Cinderella: Can Babson really be considered a Cinderella story if it wins two games this weekend when the Beavers are undefeated and ranked in the Top 10 nationally? Probably not, but there aren’t many other road teams who could win two games this weekend. Mount St. Mary has never reached the Sweet 16 and Bowdoin’s a tough place to win on the road in the NCAA tournament. That leaves us with Williams if it can get past Muhlenberg and surprise Rochester in the second round.

Champion: Amherst.

The Bloomington Bracket

Amherst vs. Kean. The Lord Jeffs have the motivation of their earlier loss to the Cougars. They have the experience of playing in the Final Four at Illinois Wesleyan. And the national championship game is to Amherst what the Final Four is to Kean – that prize that’s just eluded them the past couple years. So I’ll take Amherst here.

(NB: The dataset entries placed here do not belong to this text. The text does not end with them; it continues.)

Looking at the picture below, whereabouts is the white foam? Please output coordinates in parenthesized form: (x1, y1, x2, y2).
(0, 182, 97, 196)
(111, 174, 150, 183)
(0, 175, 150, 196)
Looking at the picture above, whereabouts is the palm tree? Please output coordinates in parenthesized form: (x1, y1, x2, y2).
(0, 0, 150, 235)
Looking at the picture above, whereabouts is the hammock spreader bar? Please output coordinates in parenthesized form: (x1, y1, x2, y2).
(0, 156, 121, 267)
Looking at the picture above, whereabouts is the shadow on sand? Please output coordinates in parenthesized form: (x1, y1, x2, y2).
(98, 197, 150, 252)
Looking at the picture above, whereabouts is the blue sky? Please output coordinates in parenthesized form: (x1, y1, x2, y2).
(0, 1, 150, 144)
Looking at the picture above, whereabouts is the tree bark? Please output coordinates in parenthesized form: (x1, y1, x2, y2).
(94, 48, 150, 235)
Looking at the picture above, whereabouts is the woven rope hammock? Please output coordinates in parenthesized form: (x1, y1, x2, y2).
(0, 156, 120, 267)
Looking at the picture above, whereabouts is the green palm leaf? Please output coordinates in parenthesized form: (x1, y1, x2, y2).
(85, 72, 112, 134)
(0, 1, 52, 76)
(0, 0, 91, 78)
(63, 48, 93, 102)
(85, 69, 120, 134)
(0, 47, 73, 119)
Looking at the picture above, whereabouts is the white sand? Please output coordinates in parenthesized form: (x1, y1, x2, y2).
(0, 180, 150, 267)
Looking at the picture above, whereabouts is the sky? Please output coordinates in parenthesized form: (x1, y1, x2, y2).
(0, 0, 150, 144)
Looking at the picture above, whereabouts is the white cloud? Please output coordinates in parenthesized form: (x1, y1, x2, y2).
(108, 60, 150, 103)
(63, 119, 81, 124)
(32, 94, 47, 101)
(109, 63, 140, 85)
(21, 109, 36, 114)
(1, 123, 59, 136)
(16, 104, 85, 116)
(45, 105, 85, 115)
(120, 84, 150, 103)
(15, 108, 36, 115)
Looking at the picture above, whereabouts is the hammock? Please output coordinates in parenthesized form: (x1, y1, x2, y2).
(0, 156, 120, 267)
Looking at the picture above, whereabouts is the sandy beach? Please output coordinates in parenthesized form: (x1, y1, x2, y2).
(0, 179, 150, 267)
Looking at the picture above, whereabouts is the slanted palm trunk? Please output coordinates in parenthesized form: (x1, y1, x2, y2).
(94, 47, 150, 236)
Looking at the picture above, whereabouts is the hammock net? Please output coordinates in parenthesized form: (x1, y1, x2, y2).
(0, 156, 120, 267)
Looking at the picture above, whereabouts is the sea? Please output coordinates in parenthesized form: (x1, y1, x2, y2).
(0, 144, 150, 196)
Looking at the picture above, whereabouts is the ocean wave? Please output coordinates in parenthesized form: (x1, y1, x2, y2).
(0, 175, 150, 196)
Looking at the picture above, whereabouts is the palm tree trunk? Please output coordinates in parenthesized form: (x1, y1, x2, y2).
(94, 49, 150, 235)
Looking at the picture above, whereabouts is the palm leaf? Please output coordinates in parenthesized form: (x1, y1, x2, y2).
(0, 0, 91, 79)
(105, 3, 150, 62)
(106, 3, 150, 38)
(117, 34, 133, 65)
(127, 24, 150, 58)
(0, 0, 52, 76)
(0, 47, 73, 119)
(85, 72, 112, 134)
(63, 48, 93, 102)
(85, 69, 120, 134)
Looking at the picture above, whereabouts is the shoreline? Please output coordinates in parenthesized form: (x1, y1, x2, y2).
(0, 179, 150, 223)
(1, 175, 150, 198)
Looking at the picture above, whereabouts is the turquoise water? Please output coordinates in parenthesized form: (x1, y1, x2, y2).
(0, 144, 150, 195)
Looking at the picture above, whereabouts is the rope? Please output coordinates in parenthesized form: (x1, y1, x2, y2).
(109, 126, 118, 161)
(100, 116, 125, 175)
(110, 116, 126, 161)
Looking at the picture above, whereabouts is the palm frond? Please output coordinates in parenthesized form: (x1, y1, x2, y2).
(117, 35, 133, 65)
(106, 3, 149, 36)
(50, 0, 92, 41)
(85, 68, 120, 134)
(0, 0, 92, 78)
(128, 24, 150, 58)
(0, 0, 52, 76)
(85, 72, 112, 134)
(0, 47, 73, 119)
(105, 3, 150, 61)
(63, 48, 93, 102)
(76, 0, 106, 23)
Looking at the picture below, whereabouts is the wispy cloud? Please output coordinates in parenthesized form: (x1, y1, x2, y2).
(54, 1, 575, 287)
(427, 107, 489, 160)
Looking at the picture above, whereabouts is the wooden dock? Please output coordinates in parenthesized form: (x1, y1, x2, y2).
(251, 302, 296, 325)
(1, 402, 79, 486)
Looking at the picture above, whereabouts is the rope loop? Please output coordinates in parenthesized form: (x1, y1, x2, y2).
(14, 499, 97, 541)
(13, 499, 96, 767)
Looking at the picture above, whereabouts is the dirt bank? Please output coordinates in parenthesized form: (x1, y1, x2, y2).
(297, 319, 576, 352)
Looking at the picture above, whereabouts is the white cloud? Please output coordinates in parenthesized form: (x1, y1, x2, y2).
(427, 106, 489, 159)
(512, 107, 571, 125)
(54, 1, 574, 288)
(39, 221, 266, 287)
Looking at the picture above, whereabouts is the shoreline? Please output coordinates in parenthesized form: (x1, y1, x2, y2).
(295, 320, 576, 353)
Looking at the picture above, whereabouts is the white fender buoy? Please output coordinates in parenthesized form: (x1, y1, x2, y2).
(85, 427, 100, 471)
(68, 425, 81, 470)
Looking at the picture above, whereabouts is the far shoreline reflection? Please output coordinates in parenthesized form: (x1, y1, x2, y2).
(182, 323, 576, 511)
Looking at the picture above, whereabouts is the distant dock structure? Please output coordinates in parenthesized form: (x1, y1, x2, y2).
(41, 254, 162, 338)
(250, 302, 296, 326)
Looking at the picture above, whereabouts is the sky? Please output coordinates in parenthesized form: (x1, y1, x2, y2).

UW-Stevens Point vs.Thomas More. The Pointers will be the de facto home team at Illinois Wesleyan and, like Amherst, they will have played in this gym before, perhaps as recently as the previous weekend. As a program, Thomas More is trying to build depth and size but Stevens Point already has that. So the Pointers advance.

Amherst vs. UW-Stevens Point. G.P. Gromacki coaching against Shirley Egner for the national championship, just like in 2002 when Gromacki’s St. Lawrence team lost a 67-65 heartbreaker to Egner’s Pointers. In these spots, I almost always take the Central team in the Final Four. And I will again here.

UW-Stevens Point wins its third Walnut and Bronze.